Ivo Simović

Toronto Raptors
- Position: Assistant coach
- League: NBA

Personal information
- Born: January 5, 1979 (age 47) Gornji Milanovac, SFR Yugoslavia
- Nationality: Serbian
- Coaching career: 2001–present

Career history

Coaching
- 2001–2007: Crvena zvezda (youth)
- 2015–2017: Hartford (assistant)
- 2017–2018: Charlotte (assistant)
- 2018–2022: Loyola (Maryland) (assistant)
- 2022–2023: UCLA (assistant)
- 2023–present: Toronto Raptors (assistant)

Career highlights
- As assistant coach: Pac-12 regular season (2023);

= Ivo Simović =

Serbian basketball coach (born 1979)

Ivo Simović (Иво Симовић; born January 5, 1979) is a Serbian professional basketball coach who is an assistant coach for the Toronto Raptors of the National Basketball Association (NBA).

==Coaching career==
Simović began his coaching career in 2001 with the Crvena zvezda youth system in Belgrade. During his time at the Zvezda, they won the 2004 National Championship and were runner-up in his final season in 2007.
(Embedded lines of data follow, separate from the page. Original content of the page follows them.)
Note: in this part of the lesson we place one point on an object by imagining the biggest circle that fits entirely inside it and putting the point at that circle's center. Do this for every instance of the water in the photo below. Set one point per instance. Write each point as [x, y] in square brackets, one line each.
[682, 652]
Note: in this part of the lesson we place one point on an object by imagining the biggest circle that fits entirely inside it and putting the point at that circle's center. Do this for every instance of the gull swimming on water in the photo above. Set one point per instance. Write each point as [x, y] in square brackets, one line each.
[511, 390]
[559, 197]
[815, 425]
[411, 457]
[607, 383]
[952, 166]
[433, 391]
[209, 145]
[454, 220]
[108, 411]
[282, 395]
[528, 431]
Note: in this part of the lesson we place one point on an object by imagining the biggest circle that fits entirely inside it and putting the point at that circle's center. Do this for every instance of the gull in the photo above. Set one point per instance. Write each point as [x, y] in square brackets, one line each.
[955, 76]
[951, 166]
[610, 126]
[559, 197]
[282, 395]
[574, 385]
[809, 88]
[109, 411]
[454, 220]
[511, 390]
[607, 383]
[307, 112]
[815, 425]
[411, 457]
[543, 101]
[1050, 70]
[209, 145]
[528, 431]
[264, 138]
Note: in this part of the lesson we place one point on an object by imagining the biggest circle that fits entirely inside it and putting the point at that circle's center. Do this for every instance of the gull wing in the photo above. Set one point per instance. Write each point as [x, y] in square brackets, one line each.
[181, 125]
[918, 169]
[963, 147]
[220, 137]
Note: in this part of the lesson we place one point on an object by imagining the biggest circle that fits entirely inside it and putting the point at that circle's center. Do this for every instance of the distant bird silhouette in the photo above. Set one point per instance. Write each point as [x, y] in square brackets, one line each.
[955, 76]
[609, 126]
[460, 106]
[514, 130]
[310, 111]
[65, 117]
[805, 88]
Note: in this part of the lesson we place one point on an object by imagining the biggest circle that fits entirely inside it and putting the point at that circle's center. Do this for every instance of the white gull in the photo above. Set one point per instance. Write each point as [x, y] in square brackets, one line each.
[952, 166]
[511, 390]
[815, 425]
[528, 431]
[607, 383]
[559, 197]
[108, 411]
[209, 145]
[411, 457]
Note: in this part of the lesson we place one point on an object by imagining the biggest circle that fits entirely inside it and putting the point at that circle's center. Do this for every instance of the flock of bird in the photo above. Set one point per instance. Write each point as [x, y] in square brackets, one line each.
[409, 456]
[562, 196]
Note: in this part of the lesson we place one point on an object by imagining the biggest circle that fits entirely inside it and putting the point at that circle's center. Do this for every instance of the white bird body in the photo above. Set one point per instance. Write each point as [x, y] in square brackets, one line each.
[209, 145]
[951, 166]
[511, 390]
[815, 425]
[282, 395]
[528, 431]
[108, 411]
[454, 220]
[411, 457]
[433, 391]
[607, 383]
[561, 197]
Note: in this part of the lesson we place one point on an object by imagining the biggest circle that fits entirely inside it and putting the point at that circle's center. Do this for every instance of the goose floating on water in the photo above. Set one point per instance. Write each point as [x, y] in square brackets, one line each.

Simović spent two summers working as an assistant coach with the San Antonio Spurs during 2013 NBA Summer League and 2014 NBA Summer League season. He earned an NBA Championship ring from the team after the Spurs won the 2014 title.

=== NCAA assistant coach (2015–2023)===
Simović joined the Hartford Hawks coaching staff prior to the 2015–16 season as an assistant coach. He was promoted to associate head coach in November 2016.

On June 5, 2017, Simović was named an assistant coach for the Charlotte 49ers of the Conference USA.

On June 10, 2022, Simović was named an assistant coach for UCLA Bruins of the Pac-12 Conference, under head coach Mick Cronin, for the 2022–23 season.

=== NBA assistant coach (2023–present)===
In June 2023, Simović was named assistant coach of the Toronto Raptors, under Darko Rajaković.

== Executive career ==
Simović served as the sports director for CB Espacio Torrelodones of the Spanish EBA League (level 4) from 2007 to 2015, where he landed some of the top players in Madrid throughout his time there. They were the runner-up in the Primera Division – Community of Madrid Group during the 2011–12 season and were the fifth-best program in all of Spain in his final season. The club showed tremendous technical growth under Simović, and he mentored such coaches as Darko Rajaković.

== Personal life ==
Simović and his wife, Jelena, have two children, Ema and Marko.